It is true. I am not ashamed of it. I perform cost-benefit analysis on relationships.
I remember sitting in one of the first classes of my second year of graduate school. I had just graduated with my Bachelor of Arts degree in economics. In conjunction with my regular undergraduate workload, I was taking the first year graduate school courses.
I had originally meant to enter the Environmental Studies program when I was transferring from my 7th year at community college. Once I entered UCSC I found out that one had to test into E.S. I also then heard of an accelerated Master’s of Science degree in Economics, which also meant taking the GRE’s. The minute I became aware that I was weighing the cost of getting into either program – having to take a test to enter, and the benefit – a B.S. in one year vs. an M.S. in two – well, it became very apparent where I should apply my efforts.
So there we were, a handful of wide-eyed undergrads who slogged out a summer class giving us the necessary background in linear algebra to understand the basics of regression analysis. I didn’t even understand the latter part of that last sentence until the end of my first year of graduate school.
That handful of us, many of which, as undergraduates made the same cost-benefit analysis as I, were thrown into the world of regression analysis and econometrics with the expectation to sink or swim with first year PhD candidates. We survived and here we were, freshly minted graduate students, already veterans on the path to receive an master’s degree. Those of us who salivated at the thought of getting an M.S. with only one year of graduate school and forgot to ask what we were going to study, finally understood what we were getting a degree for.
The guest professor that day, was guest lecturing from Stanford. I can’t remember his name, but he was personable and smart and had some great stories. He started telling a story about a friend of his in college who was such a geek that he would do things like perform cost-benefit analysis of his relationships and so forth. Not seconds after he started the story, my entire cohort turned around to look at me.

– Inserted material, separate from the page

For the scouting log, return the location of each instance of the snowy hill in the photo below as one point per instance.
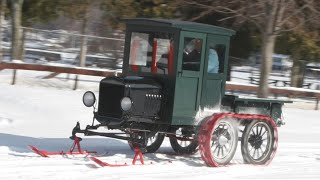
(44, 115)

If economics is the allocation of scarce resources for competitive uses, then it would be appropriate to use understand it in terms of my most valuable resources – my time and attention.
Now there are people who would argue love would be valuable, if not even more valuable, but I like to think that love is infinite and is bounded only by my physical existence and my ability to stay conscious and focused- at least that is the reality tunnel I am in at the moment. I am sure that dedicating my life to meditation or psychedelics, I would be able to alter that tunnel, but as of yet I have not been so inspired.
The idea of the finiteness of my time and attention is summed up, for me, with the “Core Four.” This is the notion that a person can only maintain up to four really intimate, deep, connected, relationships at one time. I like to hope it is actually the “Core Six,” because given “Six Degrees of Separation” holds true and I can ensure that I have six relationships that move, touch, and inspire each of us to become better human beings, then we can move, touch, and inspire everyone on the planet to become better human beings.
The trick, I think, is to make sure the other six people don’t all share the same six people and you get a closed clique. What we want is an open chain with each node touching as many different nodes as possible.
Do I perform cost benefit on those six people? No. Cost-benefit for me has evolved only when my heart and gut cannot give me a proper answer. Those four to six relationships leave no question. Who does not want to be intimate and loved by the most inspirational and loving human beings you know.